3. Wahyu berupa ucapan yang disampaikan oleh malaikat yang memang bertugas membawanya yakni Jibril a.s. yang berasal dari Allah swt. kepada rasul-Nya. Oleh sebab itu, maka rasul yang bersangkutan dapat melihat malaikat tersebut dalam bentuk seorang lelaki yakni malaikat menjelma menjadi manusia, tetapi kadang-kadang masih menunjukkan bentuk aslinya.

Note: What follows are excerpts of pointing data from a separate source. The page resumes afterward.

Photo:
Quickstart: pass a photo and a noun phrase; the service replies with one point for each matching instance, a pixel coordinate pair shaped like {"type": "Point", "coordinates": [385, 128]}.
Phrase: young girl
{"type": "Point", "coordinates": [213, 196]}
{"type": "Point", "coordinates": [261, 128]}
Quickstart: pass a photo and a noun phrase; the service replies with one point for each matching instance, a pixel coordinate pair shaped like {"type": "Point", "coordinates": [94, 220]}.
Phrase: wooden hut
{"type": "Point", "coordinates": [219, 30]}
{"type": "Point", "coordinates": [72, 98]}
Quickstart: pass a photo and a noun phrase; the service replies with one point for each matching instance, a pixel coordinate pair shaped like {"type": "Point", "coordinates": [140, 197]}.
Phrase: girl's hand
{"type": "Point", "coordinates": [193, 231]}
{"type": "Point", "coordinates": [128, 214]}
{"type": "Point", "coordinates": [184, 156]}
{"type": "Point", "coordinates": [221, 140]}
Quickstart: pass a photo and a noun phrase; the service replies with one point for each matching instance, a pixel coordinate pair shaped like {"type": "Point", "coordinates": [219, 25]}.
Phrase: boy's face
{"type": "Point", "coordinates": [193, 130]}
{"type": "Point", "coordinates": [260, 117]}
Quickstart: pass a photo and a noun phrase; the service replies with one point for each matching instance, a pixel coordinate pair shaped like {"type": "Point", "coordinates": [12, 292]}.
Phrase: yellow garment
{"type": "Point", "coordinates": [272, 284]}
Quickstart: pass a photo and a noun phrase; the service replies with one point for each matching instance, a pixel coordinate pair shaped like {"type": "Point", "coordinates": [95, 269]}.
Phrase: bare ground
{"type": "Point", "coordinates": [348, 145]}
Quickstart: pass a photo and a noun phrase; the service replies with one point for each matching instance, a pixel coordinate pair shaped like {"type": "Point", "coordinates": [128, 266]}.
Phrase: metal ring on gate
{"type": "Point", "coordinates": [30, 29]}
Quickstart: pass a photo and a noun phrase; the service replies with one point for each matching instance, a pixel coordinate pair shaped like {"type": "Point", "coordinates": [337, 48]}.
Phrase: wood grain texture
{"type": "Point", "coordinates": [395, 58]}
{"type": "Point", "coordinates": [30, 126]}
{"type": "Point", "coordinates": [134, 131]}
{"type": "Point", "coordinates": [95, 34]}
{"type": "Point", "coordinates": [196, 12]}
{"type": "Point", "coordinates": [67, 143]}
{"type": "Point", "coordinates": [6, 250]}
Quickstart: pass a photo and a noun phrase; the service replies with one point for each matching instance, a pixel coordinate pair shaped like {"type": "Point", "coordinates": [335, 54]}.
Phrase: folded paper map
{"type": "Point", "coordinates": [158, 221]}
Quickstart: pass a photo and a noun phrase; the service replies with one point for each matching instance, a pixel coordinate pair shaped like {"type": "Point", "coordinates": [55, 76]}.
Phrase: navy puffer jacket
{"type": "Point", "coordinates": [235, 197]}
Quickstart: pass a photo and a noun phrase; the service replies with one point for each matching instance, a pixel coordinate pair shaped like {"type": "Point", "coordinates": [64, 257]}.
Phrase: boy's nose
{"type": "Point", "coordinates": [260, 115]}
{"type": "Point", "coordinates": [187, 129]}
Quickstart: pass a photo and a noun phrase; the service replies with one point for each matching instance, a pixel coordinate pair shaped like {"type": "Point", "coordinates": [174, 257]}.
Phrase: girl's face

Imam Bukhari meriwayatkan dari Aisyah r.a. bahwa Harits bin Hisyam bertanya kepada Rasulullah saw., “Ya Rasulullah! Bagaimana cara datangnya wahyu pada Tuan?" Beliau menjawab, “Kadang-kadang datang seperti bunyi lonceng, cara inilah yang terberat bagiku, kemudian setelah berhenti bunyi lonceng itu, aku langsung mengerti dan hafal apa yang diucapkan. Kadang-kadang juga datang lewat seorang malaikat yang menjelma sebagai seorang lelaki, ia memberikan ucapan-ucapan padaku kemudian aku langsung ingat apa yang dia katakan.” Aisyah r.a. berkata, “Sungguh saya pernah melihatnya di waktu kedatangan wahyu pada hari yang sangat dingin. Setelah wahyu selesai, tampak keningnya mencucurkan keringat.”

Bentuk yang sempurna sekali mengenai turunnya wahyu ialah dengan mengirimkan seorang malaikat yang membawa wahyu tersebut. Bentuk sebagaimana di atas itulah yang kadang-kadang digunakan oleh Allah Taala dalam menurunkan Alquran. Jadi turunnya adalah dengan perantaraan malaikat Jibril a.s.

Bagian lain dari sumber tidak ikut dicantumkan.